Mindfulness is one of those zeitgeisty health terms you may have seen bandied about in the media recently. But what exactly is it? How does it work? And why should you care? In answer to the first question, mindfulness is one of those things that is, at the same time, both exquisitely simple and extremely complex. In essence, being more mindful just means paying greater attention to the sensory, moment-by-moment experience of your life. If you eat a scrumptious sandwich, really taste it. If you follow a perfect puff of cloud as it drifts across a blue sky, really see it.
This may sound obvious - patronising, even - but think about it. How often do you wolf a sandwich while texting, reading the paper, listening to the radio... do you even taste the sandwich? Do you sometimes stare at the empty wrapper in your hand and wonder whether you actually just ate it? Or gazing up at that cloud - is your head full of chatter as you think about the thousand things you have to do that day, the argument you had last night with your wife, even the sandwich you will eat (without noticing) for lunch... do you even see the cloud?
We life in a go-faster world, where we rush from one distraction to the next, never quite experiencing any of our experiences. We are bombarded with information - from rolling TV news, the internet, smartphones, iPods, blaring city streets, screaming sirens, barking dogs - which is far too much for our brains to process. We are constantly frazzled, attention fragmented, concentration impossible, short-term memory shot - and no wonder.
So the 'informal practice' of mindfulness just means trying, as far as possible, to fully experience every second of our lives. Simple. And the 'formal practice' merely involves taking a few minutes every day (10 is fine, 20 better) to sit in silence, focusing our attention on our breath. Just that. Letting the 'monkey mind', as Buddhists call it, chatter away, without paying it too much attention. Also simple.

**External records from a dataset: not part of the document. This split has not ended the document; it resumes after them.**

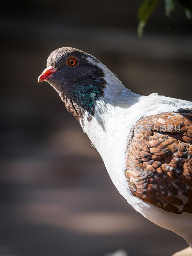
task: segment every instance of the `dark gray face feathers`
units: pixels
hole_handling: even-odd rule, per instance
[[[98,60],[82,51],[63,47],[53,52],[47,66],[57,70],[46,81],[57,91],[68,111],[82,120],[94,115],[95,102],[103,96],[106,82]]]

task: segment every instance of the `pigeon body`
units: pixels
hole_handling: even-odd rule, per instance
[[[192,103],[126,88],[96,59],[63,47],[39,82],[58,92],[137,211],[192,246]]]

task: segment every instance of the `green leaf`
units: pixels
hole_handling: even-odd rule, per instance
[[[192,20],[192,4],[189,0],[177,0],[184,8],[185,15],[188,20]]]
[[[171,12],[175,10],[175,3],[173,0],[165,0],[165,14],[169,17]]]
[[[137,34],[139,37],[143,36],[143,29],[159,0],[145,0],[139,7],[138,19],[139,23]]]

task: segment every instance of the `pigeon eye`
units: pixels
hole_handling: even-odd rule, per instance
[[[68,60],[68,64],[71,67],[75,66],[77,64],[77,60],[74,58],[70,59]]]

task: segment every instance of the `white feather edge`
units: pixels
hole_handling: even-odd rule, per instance
[[[140,118],[150,115],[192,108],[192,103],[152,93],[143,96],[127,89],[101,63],[88,57],[103,70],[107,82],[104,97],[95,103],[89,122],[86,112],[80,124],[100,154],[118,190],[138,212],[160,227],[174,232],[192,247],[192,214],[176,214],[147,203],[131,193],[125,175],[126,151],[131,129]]]

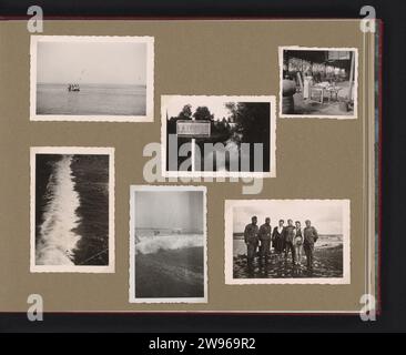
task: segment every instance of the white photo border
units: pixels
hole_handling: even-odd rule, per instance
[[[201,191],[203,193],[203,265],[204,295],[203,297],[135,297],[135,193],[140,191]],[[207,189],[193,185],[130,185],[130,270],[129,270],[129,303],[207,303]]]
[[[109,265],[37,265],[35,264],[35,170],[37,154],[109,155]],[[114,273],[114,148],[31,146],[30,148],[30,272],[31,273]]]
[[[38,42],[133,42],[146,44],[145,115],[37,114]],[[30,121],[71,122],[153,122],[154,121],[154,37],[151,36],[31,36],[30,42]]]
[[[282,81],[283,81],[283,52],[285,50],[296,51],[353,51],[355,53],[355,70],[354,70],[354,113],[334,115],[334,114],[284,114],[282,113]],[[358,118],[358,49],[355,47],[302,47],[302,45],[280,45],[278,47],[280,62],[280,118],[281,119],[335,119],[335,120],[354,120]]]

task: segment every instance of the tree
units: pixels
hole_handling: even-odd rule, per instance
[[[210,112],[206,106],[199,106],[196,111],[193,113],[195,120],[207,120],[213,121],[214,115]]]

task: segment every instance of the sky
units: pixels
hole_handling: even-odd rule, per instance
[[[136,191],[135,227],[203,231],[202,191]]]
[[[169,119],[176,116],[183,109],[184,105],[191,104],[192,112],[196,110],[197,106],[207,106],[211,113],[214,114],[215,120],[222,120],[230,115],[230,110],[225,108],[225,103],[230,102],[223,98],[204,98],[204,97],[173,97],[171,98],[165,109],[168,110]]]
[[[258,217],[257,225],[265,223],[265,217],[271,219],[272,227],[277,225],[278,220],[291,219],[293,222],[301,221],[305,226],[305,220],[311,220],[319,234],[342,234],[343,233],[343,207],[332,201],[263,201],[251,204],[251,206],[235,206],[233,219],[233,231],[244,232],[245,225],[251,223],[251,217]]]
[[[145,84],[146,44],[38,42],[39,83]]]

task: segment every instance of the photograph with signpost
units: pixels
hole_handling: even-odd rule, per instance
[[[280,47],[281,118],[355,119],[355,48]]]
[[[164,176],[274,178],[275,98],[163,95]]]

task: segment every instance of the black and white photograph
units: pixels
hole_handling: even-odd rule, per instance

How does it work? Well, there is an increasing body of research proving that mindfulness has a major impact on our mental and physical health. Especially its two clinical applications: mindfulness-based stress reduction (MBSR) and mindfulness-based cognitive therapy (MBCT) which are extremely effective at tackling chronic pain, stress and anxiety; and depression, respectively. MBCT has been approved by the National Institute for Clinical Excellence (NICE) to treat recurrent bouts of depression, so it's now recognised by the mainstream medical establishment.
And why should you care? As someone who practices mindfulness meditation daily, and teaches it to his clients, I can assure you that it can have a profoundly positive influence on your life. You will feel calmer and more at peace; be less buffeted by storms of negative emotion; feel less stressed, anxious and depressed; life will have greater meaning, pleasure and joy.
Perhaps a better question to ask yourself is, if this wonderful stuff is free, easy to learn and takes just minutes a day to work, why on earth wouldn't you try it?